Gripe A (H1N1)
Noticias sobre a evolução da Gripe A em Portugal

11
Set 09

O encerramento das escolas para travar a propagação da gripe A é sobretudo eficaz no início da epidemia, antes mesmo que 1% da população seja infectada pelo vírus H1N1, recomenda a Organização Mundial de Saúde.

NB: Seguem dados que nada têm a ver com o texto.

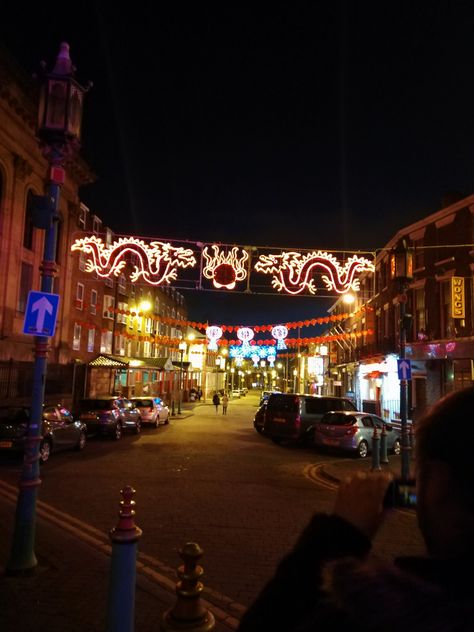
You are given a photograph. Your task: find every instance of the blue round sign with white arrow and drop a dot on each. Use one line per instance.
(41, 314)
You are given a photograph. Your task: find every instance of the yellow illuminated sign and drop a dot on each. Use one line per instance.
(458, 300)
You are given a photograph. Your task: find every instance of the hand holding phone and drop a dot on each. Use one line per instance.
(401, 494)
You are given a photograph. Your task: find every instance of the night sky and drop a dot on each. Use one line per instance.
(326, 127)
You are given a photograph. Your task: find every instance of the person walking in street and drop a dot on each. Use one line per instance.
(329, 581)
(225, 403)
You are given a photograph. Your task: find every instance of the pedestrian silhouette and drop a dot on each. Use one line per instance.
(330, 582)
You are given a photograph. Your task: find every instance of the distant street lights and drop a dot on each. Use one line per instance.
(182, 348)
(59, 133)
(401, 271)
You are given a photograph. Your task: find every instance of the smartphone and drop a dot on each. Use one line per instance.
(401, 494)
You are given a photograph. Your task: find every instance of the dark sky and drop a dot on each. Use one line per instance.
(325, 127)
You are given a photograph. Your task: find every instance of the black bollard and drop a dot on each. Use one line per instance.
(375, 451)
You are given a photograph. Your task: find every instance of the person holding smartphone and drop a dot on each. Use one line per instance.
(329, 581)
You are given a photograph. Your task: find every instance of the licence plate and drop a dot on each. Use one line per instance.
(331, 441)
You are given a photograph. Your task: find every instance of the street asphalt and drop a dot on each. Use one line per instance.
(69, 588)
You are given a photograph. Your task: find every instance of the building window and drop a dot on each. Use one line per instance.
(79, 295)
(59, 232)
(76, 338)
(106, 342)
(90, 340)
(122, 286)
(109, 302)
(28, 228)
(96, 225)
(82, 217)
(26, 281)
(420, 314)
(93, 306)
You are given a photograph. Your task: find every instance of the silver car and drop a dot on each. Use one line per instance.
(353, 432)
(153, 410)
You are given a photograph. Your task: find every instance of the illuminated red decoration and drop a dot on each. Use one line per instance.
(292, 271)
(280, 332)
(225, 269)
(213, 334)
(157, 262)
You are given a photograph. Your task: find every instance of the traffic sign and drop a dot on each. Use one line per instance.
(41, 314)
(404, 369)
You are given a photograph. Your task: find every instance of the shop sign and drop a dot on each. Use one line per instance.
(458, 300)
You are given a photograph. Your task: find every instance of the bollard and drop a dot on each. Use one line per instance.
(121, 599)
(188, 613)
(383, 445)
(375, 451)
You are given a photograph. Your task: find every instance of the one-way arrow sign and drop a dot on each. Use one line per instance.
(41, 314)
(404, 369)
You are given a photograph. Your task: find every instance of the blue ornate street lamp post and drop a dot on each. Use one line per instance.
(401, 270)
(59, 131)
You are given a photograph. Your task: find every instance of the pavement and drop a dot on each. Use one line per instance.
(69, 588)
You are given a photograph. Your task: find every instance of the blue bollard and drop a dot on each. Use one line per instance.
(383, 445)
(121, 598)
(375, 451)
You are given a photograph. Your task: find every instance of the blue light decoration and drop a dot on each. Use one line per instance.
(265, 352)
(280, 332)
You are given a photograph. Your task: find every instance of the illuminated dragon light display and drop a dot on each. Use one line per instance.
(156, 263)
(293, 271)
(225, 269)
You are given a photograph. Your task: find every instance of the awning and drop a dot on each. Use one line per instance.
(108, 362)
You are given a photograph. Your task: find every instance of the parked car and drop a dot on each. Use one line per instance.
(353, 432)
(59, 430)
(153, 410)
(259, 418)
(290, 416)
(266, 394)
(110, 416)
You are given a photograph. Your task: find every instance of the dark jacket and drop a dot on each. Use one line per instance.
(328, 583)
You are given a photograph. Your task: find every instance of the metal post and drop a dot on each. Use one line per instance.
(383, 445)
(124, 537)
(375, 451)
(180, 385)
(405, 461)
(22, 557)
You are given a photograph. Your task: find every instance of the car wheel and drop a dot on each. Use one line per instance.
(81, 443)
(45, 451)
(117, 432)
(363, 449)
(397, 447)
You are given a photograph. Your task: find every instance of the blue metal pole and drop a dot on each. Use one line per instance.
(124, 537)
(22, 557)
(405, 461)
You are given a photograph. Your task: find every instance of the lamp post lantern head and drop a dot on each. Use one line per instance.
(401, 263)
(60, 105)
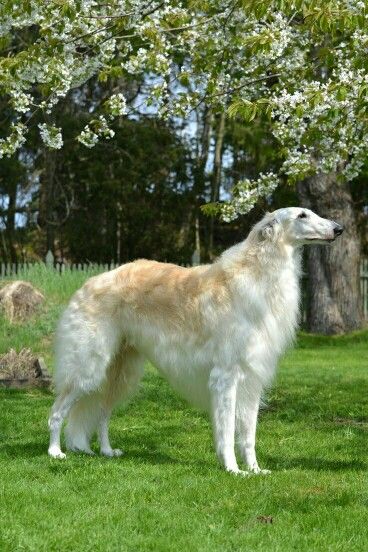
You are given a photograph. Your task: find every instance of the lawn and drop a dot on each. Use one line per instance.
(167, 492)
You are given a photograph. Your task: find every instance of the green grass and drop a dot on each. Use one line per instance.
(167, 493)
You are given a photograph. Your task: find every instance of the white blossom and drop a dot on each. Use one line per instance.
(51, 136)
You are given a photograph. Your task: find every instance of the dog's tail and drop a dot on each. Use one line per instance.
(83, 420)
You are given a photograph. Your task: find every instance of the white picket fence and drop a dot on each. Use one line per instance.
(10, 269)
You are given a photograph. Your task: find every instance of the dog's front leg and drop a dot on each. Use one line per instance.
(247, 407)
(222, 384)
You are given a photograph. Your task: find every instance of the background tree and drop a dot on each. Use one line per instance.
(301, 64)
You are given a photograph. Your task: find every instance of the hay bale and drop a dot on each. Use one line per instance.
(23, 369)
(20, 300)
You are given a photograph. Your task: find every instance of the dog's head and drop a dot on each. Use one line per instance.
(297, 226)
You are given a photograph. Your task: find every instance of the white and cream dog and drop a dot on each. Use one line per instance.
(215, 332)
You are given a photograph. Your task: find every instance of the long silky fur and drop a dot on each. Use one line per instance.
(204, 328)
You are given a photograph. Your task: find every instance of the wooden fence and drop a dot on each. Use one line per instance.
(12, 269)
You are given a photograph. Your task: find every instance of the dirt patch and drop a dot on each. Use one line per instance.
(20, 300)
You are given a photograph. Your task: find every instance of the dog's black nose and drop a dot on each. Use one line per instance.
(338, 229)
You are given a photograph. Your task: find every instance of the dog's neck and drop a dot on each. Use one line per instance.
(265, 259)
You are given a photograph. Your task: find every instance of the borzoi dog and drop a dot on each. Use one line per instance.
(215, 332)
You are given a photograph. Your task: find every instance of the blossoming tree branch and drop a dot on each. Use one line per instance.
(302, 64)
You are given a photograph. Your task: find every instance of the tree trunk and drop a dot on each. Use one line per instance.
(10, 222)
(203, 146)
(47, 199)
(215, 188)
(333, 270)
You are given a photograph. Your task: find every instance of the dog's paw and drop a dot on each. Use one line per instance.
(55, 452)
(258, 471)
(110, 453)
(241, 473)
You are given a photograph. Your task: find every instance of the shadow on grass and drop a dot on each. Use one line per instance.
(314, 464)
(24, 450)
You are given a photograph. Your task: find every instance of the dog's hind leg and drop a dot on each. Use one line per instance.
(247, 406)
(122, 381)
(59, 411)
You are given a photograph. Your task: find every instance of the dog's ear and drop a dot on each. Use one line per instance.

O balanço foi hoje também actualizado: o vírus H1N1 matou pelo menos 3.205 pessoas em todo o Mundo desde que foi detectado, entre Março e Abril de 2009.

 

A decisão de encerrar escolas perante a hipótese de propagação do vírus “é muito complicada” e “depende muito do contexto”, refere a OMS em comunicado. “Os estudos sugerem que o encerramento das escolas traz mais benefícios no princípio de uma epidemia, idealmente, antes que 1% da população fique doente”, explica a organização.

“A experiência mostra-nos que as escolas têm contribuído para a propagação do vírus, tanto na própria escola como na comunidade”, pelo que, “o encerramento das escolas poderia reduzir de 30 a 50% a procura de cuidados médicos no pico da pandemia”, considera a OMS, ancorando-se em experiências em vários países de ambos hemisférios, modelos matemáticos e experiência decorrente de outras epidemias.

 

Pesar bem os prós e os contras

A OMS chama no entanto a atenção para “cada caso é um caso” pelo que cada país terá de pesar bem os custos e os benefícios do encerramento das escolas.

“Ao tomar tal decisão, as autoridades educativas e sanitárias têm de estar conscientes dos custos económicos e sociais, que podem ser desproporcionalmente superiores comparados com os potenciais benefícios” do encerramento das escolas, alerta a OMS.

“O maior custo económico resultará do absentismo laboral – dos pais ou cuidadores que terão de ficar em casa a cuidar das crianças”. Com base nos estudos, o encerramento das escolas conduzirá a um absentismo laboral na ordem dos 16%, além das normais ausências por doença.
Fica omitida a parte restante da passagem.